Thursday, February 19, 2009

More resonating with distributed cognition

Reference: Karasavvidis, I. (2002). Distributed cognition and educational practice. Journal of Interactive Learning Research, 13 (1/2), 11-29.

Karasavvidis' (2002) article on distributed cognition (DC) helped me better understand this concept.
This author argues that DC is a “set of ideas about the nature of cognition and how it relates to fellow people and artifacts” (p.13). It seems that DC is not a completely new idea in the cognitive science but rather a revived one.
DC is a different lens for understanding human cognition, which emerged as a reaction to the cognitive science tradition of limiting cognition to what happens inside of the individual’s head. In this tradition, cognition is seen as the property of the individual. Adepts of the distributed cognition framework (i.e., Hutchins, Clark, Nardi, Cobb, Salomon), however, argue for seeing cognition as a “property of the whole system within which the individual functions” (p. 14). The individual makes use of the environment (artifacts and/or fellow individuals) to reduce the cognitive load.

This article identifies two dimensions of distributed cognition: social and material. The social dimension refers to distribution across members of the community, while the material one refers to distribution between internal and external components (i.e., cognitive tools, artifacts). This separation, however, is artificial but useful, as Karasavvidis points out, because the two dimensions can co-exist, as cognition can involve other individuals and tools/ artifacts simultaneous.

An interesting case that Karasavvidis makes is that the idea of distributed cognition can be traced back to Vygotsky’s concepts of mediation of psychological processes by symbols, and cultural development. Especially the social dimension of DC seems to draw heavily on Vygotsky’s view of the “social origins of individual mental functioning” (p.19).
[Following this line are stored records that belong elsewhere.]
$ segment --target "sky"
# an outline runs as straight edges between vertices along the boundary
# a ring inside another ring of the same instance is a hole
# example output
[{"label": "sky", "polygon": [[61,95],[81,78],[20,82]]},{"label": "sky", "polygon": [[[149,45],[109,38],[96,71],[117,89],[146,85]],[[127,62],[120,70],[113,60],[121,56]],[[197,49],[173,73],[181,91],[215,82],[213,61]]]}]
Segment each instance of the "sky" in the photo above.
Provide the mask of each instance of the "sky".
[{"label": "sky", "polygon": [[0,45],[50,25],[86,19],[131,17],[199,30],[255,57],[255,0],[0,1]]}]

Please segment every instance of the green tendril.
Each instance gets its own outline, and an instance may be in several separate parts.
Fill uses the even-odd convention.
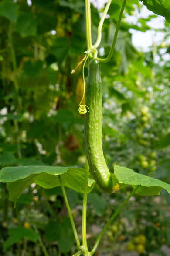
[[[83,84],[84,84],[84,91],[83,91],[83,95],[82,98],[82,100],[80,102],[79,105],[79,107],[78,108],[78,112],[81,115],[83,115],[84,114],[85,114],[87,113],[87,109],[88,109],[88,111],[90,111],[89,108],[88,106],[86,105],[82,105],[82,102],[83,100],[83,99],[85,96],[85,74],[84,72],[84,70],[85,68],[85,63],[86,63],[87,60],[88,59],[88,58],[89,56],[90,53],[88,53],[88,55],[86,55],[86,58],[85,61],[84,63],[83,66],[83,70],[82,70],[82,73],[83,73]]]

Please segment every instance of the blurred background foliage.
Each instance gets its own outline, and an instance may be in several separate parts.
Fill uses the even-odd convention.
[[[111,4],[101,56],[110,49],[121,4],[120,0]],[[132,15],[141,6],[137,0],[128,1],[126,13]],[[84,167],[84,116],[78,111],[83,91],[82,70],[74,75],[71,71],[86,50],[85,7],[83,0],[0,1],[1,168]],[[102,11],[92,4],[93,42]],[[150,28],[148,22],[156,17],[140,18],[134,25],[124,16],[114,56],[101,64],[103,148],[110,170],[118,164],[170,183],[170,61],[161,51],[170,53],[165,42],[170,25],[165,21],[163,41],[153,42],[147,52],[135,49],[129,32],[146,32]],[[5,186],[0,186],[2,256],[42,256],[40,237],[50,256],[75,252],[60,188],[45,190],[33,184],[14,208]],[[66,190],[81,236],[82,195]],[[88,235],[92,245],[128,193],[122,188],[109,196],[95,188],[89,194]],[[170,204],[165,191],[159,196],[133,198],[105,234],[98,255],[170,255]]]

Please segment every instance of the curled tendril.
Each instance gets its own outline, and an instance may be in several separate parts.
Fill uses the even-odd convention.
[[[90,111],[89,107],[86,105],[79,105],[78,108],[78,112],[81,115],[83,115],[87,113],[87,109],[88,109],[88,111]]]
[[[87,113],[87,109],[88,109],[88,111],[90,111],[89,108],[88,106],[86,106],[86,105],[81,105],[82,103],[83,100],[85,96],[85,75],[84,75],[84,69],[85,67],[85,63],[86,63],[86,61],[87,61],[87,60],[89,57],[89,54],[90,54],[89,53],[88,55],[86,54],[86,56],[85,56],[85,61],[84,63],[83,66],[82,72],[83,72],[83,83],[84,83],[84,91],[83,91],[83,96],[82,96],[82,100],[80,102],[80,104],[79,105],[79,107],[78,108],[78,112],[81,115],[83,115],[84,114],[85,114],[86,113]]]

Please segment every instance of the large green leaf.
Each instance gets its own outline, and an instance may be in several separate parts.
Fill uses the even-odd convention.
[[[141,185],[142,186],[137,191],[140,195],[159,195],[163,189],[170,194],[170,185],[161,180],[137,173],[131,169],[119,165],[114,166],[114,171],[115,175],[120,183],[133,186]]]
[[[140,0],[142,2],[142,0]],[[170,22],[170,1],[169,0],[143,0],[143,4],[155,13],[165,17]]]
[[[45,189],[60,186],[57,175],[61,174],[65,186],[83,193],[85,170],[80,168],[43,166],[5,167],[0,172],[0,181],[7,182],[10,199],[16,202],[22,192],[33,183]],[[89,179],[88,192],[93,189],[95,184],[94,180]]]
[[[18,15],[18,7],[16,3],[7,0],[0,3],[0,15],[16,21]]]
Karasavvidis identifies important implications of DC for educational practice. From a DC perspective, the teaching, learning and assessment practices have to change fundamentally. An educational system which emphasizes individual work and secluded assessment of the students without resort to artifacts is incompatible with the distributed cognition approach.
When cognition is distributed across settings and fellow students, the learning objective need to be reformulated. For example, when using computers to learn about graphs, the emphasis moves from learning to design graphs to learning to interpret the graphs which are easily generated by the computer. Thus, teaching and learning have to be redefined and the curriculum revised to accommodate the new approach to understanding cognition.